Vexillology, the study of flags, is a hobby of Dr. Robert Raeside, Wolfville, head of the geology department at Acadia University. Recently Dr. Raeside addressed the Kentville Gyro on his hobby; during his presentation, Raeside remarked that the Nova Scotia flag had never been adopted officially. In effect, Dr. Raeside said (even though he didn’t use these exact words) there is no official Nova Scotia flag.
Intrigued by his comment, I asked Dr. Raeside to elaborate. A few days later the strange story of the Nova Scotia “flag” arrived via e-mail. It’s a complicated tale of which a whittled down version follows.
“The story started in 1621 when the area including what is now Nova Scotia was given by grant to Sir William Alexander by King James V1 of Scotland. Mention is made of a flag at that time, but no description of it was made.

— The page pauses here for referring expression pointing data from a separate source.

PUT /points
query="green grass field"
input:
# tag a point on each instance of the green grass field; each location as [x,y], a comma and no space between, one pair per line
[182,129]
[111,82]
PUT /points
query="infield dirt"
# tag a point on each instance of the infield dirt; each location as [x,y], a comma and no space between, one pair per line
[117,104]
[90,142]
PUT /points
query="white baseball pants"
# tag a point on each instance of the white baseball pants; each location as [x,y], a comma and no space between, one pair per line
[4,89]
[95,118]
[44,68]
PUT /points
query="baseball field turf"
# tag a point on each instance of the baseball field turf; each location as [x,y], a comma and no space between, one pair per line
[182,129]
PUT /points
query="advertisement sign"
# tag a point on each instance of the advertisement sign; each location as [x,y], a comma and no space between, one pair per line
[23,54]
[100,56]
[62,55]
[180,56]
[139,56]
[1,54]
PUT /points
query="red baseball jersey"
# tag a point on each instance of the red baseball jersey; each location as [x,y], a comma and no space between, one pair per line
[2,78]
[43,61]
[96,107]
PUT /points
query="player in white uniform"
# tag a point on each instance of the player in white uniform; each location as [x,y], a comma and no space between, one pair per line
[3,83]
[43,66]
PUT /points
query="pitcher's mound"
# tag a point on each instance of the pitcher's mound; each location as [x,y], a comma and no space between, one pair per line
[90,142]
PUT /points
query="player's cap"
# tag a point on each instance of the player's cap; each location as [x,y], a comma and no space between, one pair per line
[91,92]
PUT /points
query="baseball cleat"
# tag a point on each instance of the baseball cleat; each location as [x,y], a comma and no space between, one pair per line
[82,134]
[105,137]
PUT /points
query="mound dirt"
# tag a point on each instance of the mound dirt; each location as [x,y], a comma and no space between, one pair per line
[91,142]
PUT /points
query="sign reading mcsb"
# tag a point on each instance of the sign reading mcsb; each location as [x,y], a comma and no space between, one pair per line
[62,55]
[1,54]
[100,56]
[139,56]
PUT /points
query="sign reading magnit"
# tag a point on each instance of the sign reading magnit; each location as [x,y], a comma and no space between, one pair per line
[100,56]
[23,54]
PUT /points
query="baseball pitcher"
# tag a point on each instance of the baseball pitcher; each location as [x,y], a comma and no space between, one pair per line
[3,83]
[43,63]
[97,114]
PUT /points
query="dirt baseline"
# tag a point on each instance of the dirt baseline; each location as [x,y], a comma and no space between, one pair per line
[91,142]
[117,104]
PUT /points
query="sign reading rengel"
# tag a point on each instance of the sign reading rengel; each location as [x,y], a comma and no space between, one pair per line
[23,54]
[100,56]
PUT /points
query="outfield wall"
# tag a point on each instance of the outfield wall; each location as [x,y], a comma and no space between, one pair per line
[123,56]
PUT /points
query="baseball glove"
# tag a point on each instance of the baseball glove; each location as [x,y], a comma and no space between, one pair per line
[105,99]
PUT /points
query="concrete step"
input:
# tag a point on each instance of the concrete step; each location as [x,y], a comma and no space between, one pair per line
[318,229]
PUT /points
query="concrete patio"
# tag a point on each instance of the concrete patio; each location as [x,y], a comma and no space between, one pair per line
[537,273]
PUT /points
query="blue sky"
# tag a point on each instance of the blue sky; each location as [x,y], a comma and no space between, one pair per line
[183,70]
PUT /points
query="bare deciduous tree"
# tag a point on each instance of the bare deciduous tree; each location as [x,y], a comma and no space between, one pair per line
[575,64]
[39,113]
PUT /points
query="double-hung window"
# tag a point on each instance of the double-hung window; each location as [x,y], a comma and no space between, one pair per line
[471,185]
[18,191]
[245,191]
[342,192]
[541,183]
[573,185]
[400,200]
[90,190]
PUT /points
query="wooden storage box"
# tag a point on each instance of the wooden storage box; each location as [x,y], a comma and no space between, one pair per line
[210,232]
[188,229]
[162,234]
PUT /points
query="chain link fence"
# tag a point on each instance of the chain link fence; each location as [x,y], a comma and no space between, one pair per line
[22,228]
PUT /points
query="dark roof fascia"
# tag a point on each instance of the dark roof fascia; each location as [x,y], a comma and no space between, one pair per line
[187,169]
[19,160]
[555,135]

“By the 17th century the concept of a national flag was not well developed, and, of course, the province didn’t yet exist. More important was the grant of arms, which happened for New Scotland in 1625 by decree of King Charles 1… The arms were granted by the chief herald of Scotland. No flag is known from that time – the first use of a flag for Nova Scotia (of the modern design) was as a presentation to the Halifax Cricket Club in 1858.
“In 1868 a strange twist happened.” Dr. Raeside continued. Along with other British colonies, Nova Scotia was granted a coat of arms by the College of Arms in London. Dr. Raeside called this the thistles and salmon shield and it commemorates the Scottish settlers and the wealth of the waters. “From 1868 to the early 20th century the flag used for Nova Scotia was usually a blue ensign with the thistles and salmon shield in the fly.”
Nova Scotia now had two official sets of arms, “one set by the Scottish herald and practically forgotten, one by the English herald.” When in 1916 one James Stewart published a paper pointing this out, support for the ancient arms grew. In 1928 the Nova Scotia government asked the College of Arms to set aside the 1868 arms in favour of the 1625 arms. “This happened,” Raeside writes, “and Nova Scotia could now adopt its own flag – but it never did.”
Summing up the situation, Dr. Raeside said that “the flag that flies today is derived from the arms that were presented in 1625, but because it was only the arms that were confirmed when the thistles and salmon arms were abandoned, the flag has never actually been adopted officially.
“We can look back to the text of the 1625 decree, that the arms were ‘to be borne for the said Province of Nova Scotia upon Seals Shields Banner or otherwise according to the Laws of Arms.’ From that it is not too big a step to add ‘flags’ to ‘banners’ and say that Nova Scotia’s flag is 375 years old, even though it is the only provincial or territory flag that has never actually been proclaimed.”
But, adds Dr. Raeside, we shouldn’t let this omission worry us. “The Union Jack, the flag of the United Kingdom, has never been formally adopted as a national flag either!”